The structural complexity of a protoplasmic astrocyte. A single astrocyte labeled with enhanced green fluorescent protein (eGFP) contacting a large blood vessel. Insert shows astrocytic processes at higher magnification (Adapted from Nedergaard et al. (2010))
Recently, by filling single astrocytes with fluorescent dyes, it has been found that astrocytes occupy nonoverlapping spatial territories in which a single astrocyte contacts hundreds of neuronal processes and multiple neuronal cell bodies (Volterra and Meldolesi 2005; Halassa et al. 2007; Bushong et al. 2005; Fig. 14.2). The processes of one astrocyte contact tens of thousands of synapses, with more than 50% of hippocampal excitatory synapses being closely opposed to an astrocytic process (Ventura and Harris 1999) at a structure called the “tripartite synapse” to recognize the structural and functional relationship between the astrocytes and the pre- and postsynaptic elements (Perea et al. 2009).

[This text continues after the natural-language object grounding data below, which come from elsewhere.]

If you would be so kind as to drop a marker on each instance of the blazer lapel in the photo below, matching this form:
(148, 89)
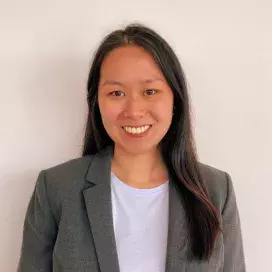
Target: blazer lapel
(99, 210)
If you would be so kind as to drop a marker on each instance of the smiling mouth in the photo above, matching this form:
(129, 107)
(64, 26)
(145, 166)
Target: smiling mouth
(137, 130)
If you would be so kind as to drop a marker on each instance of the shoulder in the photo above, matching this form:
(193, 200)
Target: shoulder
(72, 169)
(217, 181)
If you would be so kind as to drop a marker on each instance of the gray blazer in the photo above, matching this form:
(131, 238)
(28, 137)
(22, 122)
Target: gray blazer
(69, 228)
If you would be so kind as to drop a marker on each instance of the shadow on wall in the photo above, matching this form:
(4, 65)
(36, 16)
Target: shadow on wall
(53, 103)
(56, 105)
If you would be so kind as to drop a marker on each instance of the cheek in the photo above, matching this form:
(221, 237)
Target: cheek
(109, 113)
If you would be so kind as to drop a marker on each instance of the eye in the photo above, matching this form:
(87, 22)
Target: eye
(117, 93)
(150, 92)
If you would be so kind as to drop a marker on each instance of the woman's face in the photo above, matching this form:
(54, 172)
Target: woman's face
(135, 101)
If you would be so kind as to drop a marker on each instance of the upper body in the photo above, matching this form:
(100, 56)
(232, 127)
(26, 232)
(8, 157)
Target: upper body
(87, 214)
(69, 222)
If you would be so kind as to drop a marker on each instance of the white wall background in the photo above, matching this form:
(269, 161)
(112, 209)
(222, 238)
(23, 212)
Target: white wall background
(225, 49)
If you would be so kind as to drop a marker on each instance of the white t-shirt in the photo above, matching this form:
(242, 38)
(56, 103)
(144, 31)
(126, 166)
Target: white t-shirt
(140, 218)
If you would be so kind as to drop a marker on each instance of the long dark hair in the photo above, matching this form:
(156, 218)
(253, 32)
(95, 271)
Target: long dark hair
(177, 147)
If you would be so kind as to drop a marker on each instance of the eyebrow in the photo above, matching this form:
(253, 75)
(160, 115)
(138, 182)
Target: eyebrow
(145, 81)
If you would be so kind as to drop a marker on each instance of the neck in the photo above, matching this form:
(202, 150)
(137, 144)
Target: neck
(144, 170)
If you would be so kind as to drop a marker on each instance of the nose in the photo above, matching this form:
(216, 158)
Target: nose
(135, 108)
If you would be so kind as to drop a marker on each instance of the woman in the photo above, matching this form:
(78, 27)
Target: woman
(138, 199)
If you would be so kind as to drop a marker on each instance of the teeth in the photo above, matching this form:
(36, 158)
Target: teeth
(134, 130)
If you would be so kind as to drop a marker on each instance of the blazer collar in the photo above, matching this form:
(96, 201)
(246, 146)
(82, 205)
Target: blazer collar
(99, 210)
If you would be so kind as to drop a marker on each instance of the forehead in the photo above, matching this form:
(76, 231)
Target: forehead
(129, 63)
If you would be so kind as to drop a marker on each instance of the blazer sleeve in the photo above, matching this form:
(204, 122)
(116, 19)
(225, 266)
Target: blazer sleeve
(233, 245)
(39, 232)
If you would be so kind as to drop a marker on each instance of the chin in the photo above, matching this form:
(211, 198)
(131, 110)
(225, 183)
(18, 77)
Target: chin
(136, 149)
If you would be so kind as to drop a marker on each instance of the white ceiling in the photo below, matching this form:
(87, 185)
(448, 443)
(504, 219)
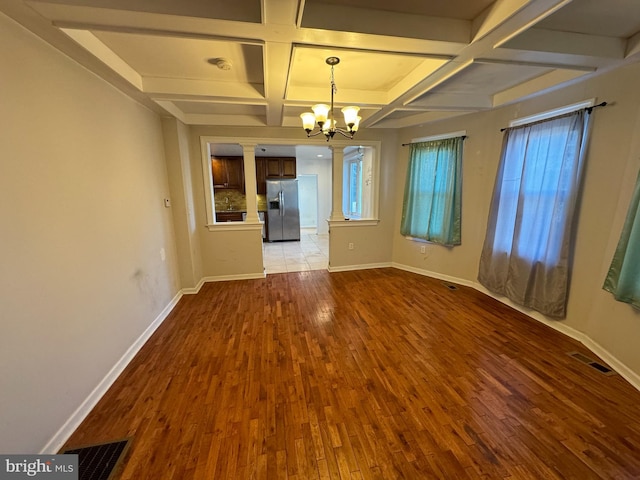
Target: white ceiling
(405, 63)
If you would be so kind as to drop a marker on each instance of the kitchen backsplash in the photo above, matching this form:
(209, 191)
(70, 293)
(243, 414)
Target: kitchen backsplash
(236, 200)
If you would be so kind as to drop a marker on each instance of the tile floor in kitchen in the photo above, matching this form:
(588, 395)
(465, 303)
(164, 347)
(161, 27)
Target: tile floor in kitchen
(310, 253)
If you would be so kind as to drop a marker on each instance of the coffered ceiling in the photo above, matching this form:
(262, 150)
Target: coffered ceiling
(405, 62)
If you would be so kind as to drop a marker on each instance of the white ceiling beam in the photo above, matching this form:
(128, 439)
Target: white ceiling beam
(633, 46)
(93, 45)
(548, 80)
(553, 41)
(225, 120)
(379, 22)
(498, 13)
(89, 18)
(420, 118)
(172, 110)
(344, 96)
(277, 57)
(173, 86)
(454, 101)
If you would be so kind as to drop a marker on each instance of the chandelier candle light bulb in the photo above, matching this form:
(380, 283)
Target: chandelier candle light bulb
(323, 115)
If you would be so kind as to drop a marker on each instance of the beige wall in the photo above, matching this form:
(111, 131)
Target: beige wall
(611, 328)
(82, 182)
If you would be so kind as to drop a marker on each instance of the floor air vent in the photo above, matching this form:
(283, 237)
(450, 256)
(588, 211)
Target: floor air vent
(592, 363)
(100, 461)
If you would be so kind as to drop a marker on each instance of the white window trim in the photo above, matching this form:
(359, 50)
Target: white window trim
(552, 113)
(444, 136)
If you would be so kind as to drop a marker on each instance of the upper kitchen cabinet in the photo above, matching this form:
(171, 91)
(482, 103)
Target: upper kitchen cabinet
(228, 172)
(280, 167)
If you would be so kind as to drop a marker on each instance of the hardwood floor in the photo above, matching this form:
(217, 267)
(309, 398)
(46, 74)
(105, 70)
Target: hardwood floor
(367, 374)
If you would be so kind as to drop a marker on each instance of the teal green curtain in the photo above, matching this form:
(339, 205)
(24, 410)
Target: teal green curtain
(623, 279)
(433, 192)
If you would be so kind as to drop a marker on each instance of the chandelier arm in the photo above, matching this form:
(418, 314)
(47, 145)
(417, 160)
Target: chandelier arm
(309, 134)
(344, 133)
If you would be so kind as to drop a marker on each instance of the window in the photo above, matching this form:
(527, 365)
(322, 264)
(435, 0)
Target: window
(433, 191)
(623, 278)
(357, 191)
(529, 234)
(354, 187)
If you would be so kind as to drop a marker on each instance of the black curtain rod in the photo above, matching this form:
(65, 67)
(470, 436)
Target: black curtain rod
(412, 143)
(588, 110)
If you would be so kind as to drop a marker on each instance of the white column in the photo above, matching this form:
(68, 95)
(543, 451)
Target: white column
(337, 167)
(251, 191)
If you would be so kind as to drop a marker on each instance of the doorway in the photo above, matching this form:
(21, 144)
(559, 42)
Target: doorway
(308, 201)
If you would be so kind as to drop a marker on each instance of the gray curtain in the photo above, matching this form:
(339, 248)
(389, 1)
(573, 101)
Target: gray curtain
(527, 248)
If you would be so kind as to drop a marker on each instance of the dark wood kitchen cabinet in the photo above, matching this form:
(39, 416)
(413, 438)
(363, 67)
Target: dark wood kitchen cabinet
(261, 176)
(228, 216)
(280, 167)
(228, 173)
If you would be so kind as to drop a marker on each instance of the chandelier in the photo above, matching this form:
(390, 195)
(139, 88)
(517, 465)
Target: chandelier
(323, 115)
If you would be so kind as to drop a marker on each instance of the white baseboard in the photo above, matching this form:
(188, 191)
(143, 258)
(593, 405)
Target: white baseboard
(63, 434)
(194, 290)
(625, 372)
(366, 266)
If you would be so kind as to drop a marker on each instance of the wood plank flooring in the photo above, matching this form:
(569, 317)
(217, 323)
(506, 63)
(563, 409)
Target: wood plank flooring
(367, 374)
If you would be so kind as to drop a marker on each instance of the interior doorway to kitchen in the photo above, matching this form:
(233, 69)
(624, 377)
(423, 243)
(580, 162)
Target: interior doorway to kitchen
(308, 202)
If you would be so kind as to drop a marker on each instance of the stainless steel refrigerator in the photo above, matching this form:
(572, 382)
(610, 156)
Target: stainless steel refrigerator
(283, 214)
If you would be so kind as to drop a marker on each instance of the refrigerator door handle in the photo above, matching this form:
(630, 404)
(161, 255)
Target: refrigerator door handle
(282, 205)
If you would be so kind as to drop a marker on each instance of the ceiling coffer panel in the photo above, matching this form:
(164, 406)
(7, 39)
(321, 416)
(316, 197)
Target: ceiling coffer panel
(188, 58)
(236, 10)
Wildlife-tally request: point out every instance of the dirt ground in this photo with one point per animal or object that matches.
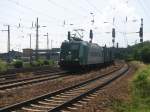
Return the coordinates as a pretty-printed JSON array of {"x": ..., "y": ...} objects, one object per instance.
[{"x": 28, "y": 92}]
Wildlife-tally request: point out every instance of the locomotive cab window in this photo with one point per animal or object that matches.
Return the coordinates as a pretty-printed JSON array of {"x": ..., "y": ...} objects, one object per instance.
[{"x": 74, "y": 47}]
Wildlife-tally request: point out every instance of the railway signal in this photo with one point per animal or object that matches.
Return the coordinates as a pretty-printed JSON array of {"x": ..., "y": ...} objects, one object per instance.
[{"x": 91, "y": 35}]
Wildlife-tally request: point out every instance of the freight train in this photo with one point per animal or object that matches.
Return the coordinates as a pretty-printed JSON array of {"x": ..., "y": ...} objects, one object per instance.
[{"x": 77, "y": 53}]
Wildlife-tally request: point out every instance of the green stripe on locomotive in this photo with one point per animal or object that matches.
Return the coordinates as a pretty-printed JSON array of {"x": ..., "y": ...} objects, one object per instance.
[{"x": 75, "y": 51}]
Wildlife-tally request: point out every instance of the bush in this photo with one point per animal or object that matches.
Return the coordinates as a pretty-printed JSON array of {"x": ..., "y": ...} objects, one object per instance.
[{"x": 18, "y": 64}]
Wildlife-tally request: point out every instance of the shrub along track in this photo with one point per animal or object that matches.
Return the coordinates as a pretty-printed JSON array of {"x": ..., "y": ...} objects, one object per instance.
[{"x": 63, "y": 98}]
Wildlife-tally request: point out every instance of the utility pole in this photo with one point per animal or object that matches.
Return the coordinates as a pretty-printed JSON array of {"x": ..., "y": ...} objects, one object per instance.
[
  {"x": 47, "y": 40},
  {"x": 51, "y": 44},
  {"x": 30, "y": 40},
  {"x": 141, "y": 31},
  {"x": 113, "y": 33},
  {"x": 37, "y": 38},
  {"x": 8, "y": 41},
  {"x": 113, "y": 36}
]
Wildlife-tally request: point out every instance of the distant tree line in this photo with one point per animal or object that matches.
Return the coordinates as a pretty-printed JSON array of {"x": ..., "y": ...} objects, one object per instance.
[{"x": 139, "y": 52}]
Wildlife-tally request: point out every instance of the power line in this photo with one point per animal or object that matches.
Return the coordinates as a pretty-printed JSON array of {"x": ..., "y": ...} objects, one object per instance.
[
  {"x": 64, "y": 8},
  {"x": 33, "y": 10}
]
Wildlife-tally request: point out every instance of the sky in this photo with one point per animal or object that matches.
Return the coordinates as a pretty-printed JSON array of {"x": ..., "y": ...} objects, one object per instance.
[{"x": 60, "y": 16}]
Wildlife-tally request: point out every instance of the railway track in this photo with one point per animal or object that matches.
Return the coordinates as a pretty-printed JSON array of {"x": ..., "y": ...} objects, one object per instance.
[
  {"x": 8, "y": 85},
  {"x": 64, "y": 99}
]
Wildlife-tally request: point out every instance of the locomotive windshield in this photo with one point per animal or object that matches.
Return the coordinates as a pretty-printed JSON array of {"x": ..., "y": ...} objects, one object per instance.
[
  {"x": 74, "y": 47},
  {"x": 70, "y": 51}
]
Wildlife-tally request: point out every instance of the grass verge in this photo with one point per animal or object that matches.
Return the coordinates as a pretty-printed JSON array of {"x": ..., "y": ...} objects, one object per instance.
[{"x": 140, "y": 93}]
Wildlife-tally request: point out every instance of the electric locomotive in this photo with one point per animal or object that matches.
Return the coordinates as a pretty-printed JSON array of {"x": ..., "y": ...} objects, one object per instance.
[{"x": 77, "y": 53}]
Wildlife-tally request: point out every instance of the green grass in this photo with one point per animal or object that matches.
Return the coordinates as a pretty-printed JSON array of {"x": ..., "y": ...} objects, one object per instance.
[{"x": 140, "y": 94}]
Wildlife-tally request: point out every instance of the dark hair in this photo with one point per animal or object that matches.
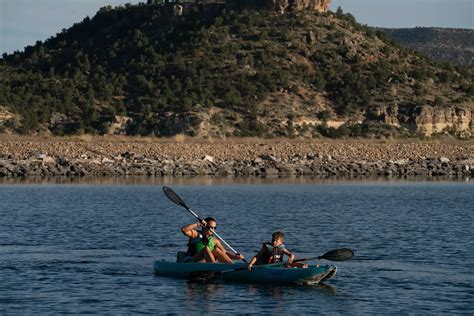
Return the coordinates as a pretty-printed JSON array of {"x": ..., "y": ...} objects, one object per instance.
[
  {"x": 208, "y": 219},
  {"x": 278, "y": 235}
]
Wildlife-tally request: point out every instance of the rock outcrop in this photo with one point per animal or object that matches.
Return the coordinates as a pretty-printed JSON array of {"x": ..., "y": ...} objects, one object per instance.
[
  {"x": 427, "y": 120},
  {"x": 260, "y": 159}
]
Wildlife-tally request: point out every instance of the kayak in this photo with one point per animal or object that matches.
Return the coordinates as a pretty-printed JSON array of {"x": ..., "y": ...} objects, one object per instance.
[{"x": 279, "y": 274}]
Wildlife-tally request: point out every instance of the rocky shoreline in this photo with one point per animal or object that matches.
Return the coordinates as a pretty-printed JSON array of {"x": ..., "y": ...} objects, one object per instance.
[{"x": 257, "y": 158}]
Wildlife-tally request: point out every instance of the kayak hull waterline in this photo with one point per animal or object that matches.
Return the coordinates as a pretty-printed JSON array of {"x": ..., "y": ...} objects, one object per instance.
[{"x": 269, "y": 274}]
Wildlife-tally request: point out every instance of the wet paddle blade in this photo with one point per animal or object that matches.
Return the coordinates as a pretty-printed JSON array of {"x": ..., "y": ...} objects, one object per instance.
[
  {"x": 173, "y": 197},
  {"x": 338, "y": 255}
]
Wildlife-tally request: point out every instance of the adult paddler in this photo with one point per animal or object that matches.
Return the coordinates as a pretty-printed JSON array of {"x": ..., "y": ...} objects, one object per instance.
[{"x": 203, "y": 246}]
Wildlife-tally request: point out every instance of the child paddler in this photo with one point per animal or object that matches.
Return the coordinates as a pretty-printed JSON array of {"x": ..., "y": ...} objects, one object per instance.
[
  {"x": 203, "y": 246},
  {"x": 273, "y": 252}
]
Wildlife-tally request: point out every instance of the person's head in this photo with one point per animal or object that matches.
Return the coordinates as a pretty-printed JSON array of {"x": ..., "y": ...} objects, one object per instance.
[
  {"x": 277, "y": 238},
  {"x": 211, "y": 224}
]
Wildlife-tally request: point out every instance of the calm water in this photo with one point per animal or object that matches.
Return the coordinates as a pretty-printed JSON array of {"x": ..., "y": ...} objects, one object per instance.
[{"x": 88, "y": 248}]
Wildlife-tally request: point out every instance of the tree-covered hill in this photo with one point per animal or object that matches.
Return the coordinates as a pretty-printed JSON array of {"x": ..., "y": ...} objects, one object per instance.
[
  {"x": 140, "y": 71},
  {"x": 454, "y": 45}
]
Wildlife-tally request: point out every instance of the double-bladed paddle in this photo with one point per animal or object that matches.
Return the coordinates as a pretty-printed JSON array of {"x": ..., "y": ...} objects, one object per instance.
[
  {"x": 338, "y": 255},
  {"x": 170, "y": 194}
]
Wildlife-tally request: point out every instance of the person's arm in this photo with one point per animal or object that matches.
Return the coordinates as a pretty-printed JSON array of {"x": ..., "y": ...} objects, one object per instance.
[
  {"x": 255, "y": 258},
  {"x": 290, "y": 255},
  {"x": 191, "y": 229}
]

(Left) Astrocytes of the hippocampal CA1 region filled with different florescent dyes by microinjection. Yellow represents limited overlapping regions between adjacent astrocytes. (Right) Top-view reconstruction showing a biocytin-filled layer 2/3 cortical neuron in a slice from GFAP–EGFP animals. Note that a single astrocyte enwraps different dendrites of the same neuron. Left image, courtesy of E. Bushong and M. Ellisman, The National Center for Microscopy and Imaging Research, University of California, San Diego, USA; right image (Adapted from Halassa et al. (2007))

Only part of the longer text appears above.